ケインズは、インフレにしたら失業問題は解決すると考えました。
一方で、フリードマンは、それに反論しました。
それぞれの思想の違いを見ていきます。
フィリップス曲線
フィリップス曲線とは、失業とインフレを同時に解決することができないことを証明したものです。
フィリップス曲線を考えた人は、フィリップスです。
フィリップスは、下記の2点を言いました。
・インフレ率が高いと、失業率が低くなる。
・失業率が高いと、インフレ率が低くなる。
「失業率」と「インフレ率」は、シーソーのように相関関係があると考えたのです。
この関係のことを、「フィリップス曲線」と言います。
こうして「失業率を下げるためには、私たちは、インフレを受け入れなければならない」と考えられるようになりました。
これは、その後の政治に大きく関わる、大切な発見でした。
ケインズの意見
ケインズは、フィリップス曲線を信じました。
つまり、失業率を低くしたいなら、インフレにすればいいのです。
「失業者を減らしたいなら、インフレにすれば良い」と、ケインズは考えたのです。
フリードマンの意見
一方で、フリードマンは、フィリップス曲線を否定しました。
そして、「失業率も高くて、インフレも止まらない時代が来る」と主張しました。
ちなみに、「失業率が高くて、インフレ率も高い状態」のことを「スタグフレーション」と言います。

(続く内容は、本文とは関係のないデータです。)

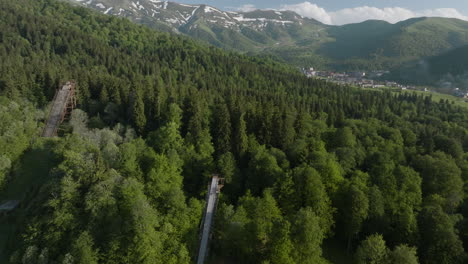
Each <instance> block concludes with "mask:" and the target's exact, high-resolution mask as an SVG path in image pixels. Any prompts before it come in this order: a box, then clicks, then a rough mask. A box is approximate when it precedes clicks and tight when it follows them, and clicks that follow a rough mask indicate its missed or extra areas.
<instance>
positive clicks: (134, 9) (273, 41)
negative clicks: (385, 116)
mask: <svg viewBox="0 0 468 264" xmlns="http://www.w3.org/2000/svg"><path fill="white" fill-rule="evenodd" d="M67 1H71V2H75V3H78V4H80V5H84V6H87V7H90V8H93V9H96V10H99V11H100V12H102V13H104V14H109V15H117V16H122V17H126V18H128V19H130V20H132V21H134V22H137V23H141V24H146V25H149V26H151V27H153V28H157V29H159V30H164V31H170V32H175V33H179V34H185V35H188V36H191V37H193V38H195V39H199V40H202V41H205V42H208V43H210V44H213V45H215V46H218V47H221V48H227V49H234V50H238V51H242V52H251V53H253V54H263V55H271V56H274V57H277V58H278V59H280V60H283V61H285V62H288V63H291V64H294V65H297V66H304V67H308V66H314V67H317V68H333V69H391V68H396V67H400V66H401V65H404V64H406V63H408V62H411V61H417V60H420V59H422V58H425V57H429V56H436V55H440V54H443V53H444V52H448V51H450V50H452V49H455V48H458V47H461V46H463V45H466V44H468V22H467V21H462V20H458V19H449V18H416V19H410V20H407V21H403V22H400V23H397V24H390V23H387V22H384V21H366V22H363V23H357V24H350V25H344V26H330V25H325V24H322V23H320V22H318V21H316V20H314V19H310V18H306V17H302V16H300V15H298V14H296V13H294V12H291V11H277V10H256V11H252V12H227V11H223V10H219V9H217V8H214V7H210V6H207V5H187V4H180V3H175V2H168V1H158V0H139V1H132V0H67Z"/></svg>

フリードマンは、「インフレと失業の間に相関関係はない」と主張しました。
インフレを起こすことで、失業率を低く保とうとしても、一時的な成功しか得られないと考えたのです。
インフレになれば、賃金が増えます。
賃金が増えると、みんな嬉しくて買い物をたくさんするので、経済が回るはずです。
賃金が高くなると、買い物をする人が増えて、お店が儲かります。
お店は、儲かると、もっとたくさん作るために、より多くの労働者を雇う必要が出てきます。
一時的な成功しかできない理由
しかし、フリードマンは、給料を増やしても、一時的な成功しかできないと考えました。
その理由は、賃金を高くすると、誰かを失業させる必要が出てくるからです。
賃金が高くなると、企業は賃金を払いきれなくなります。
すると、一部の労働者をクビにしないといけなくなります。
インフレ率を高くしても、失業率は再び上昇することになると考えたのです。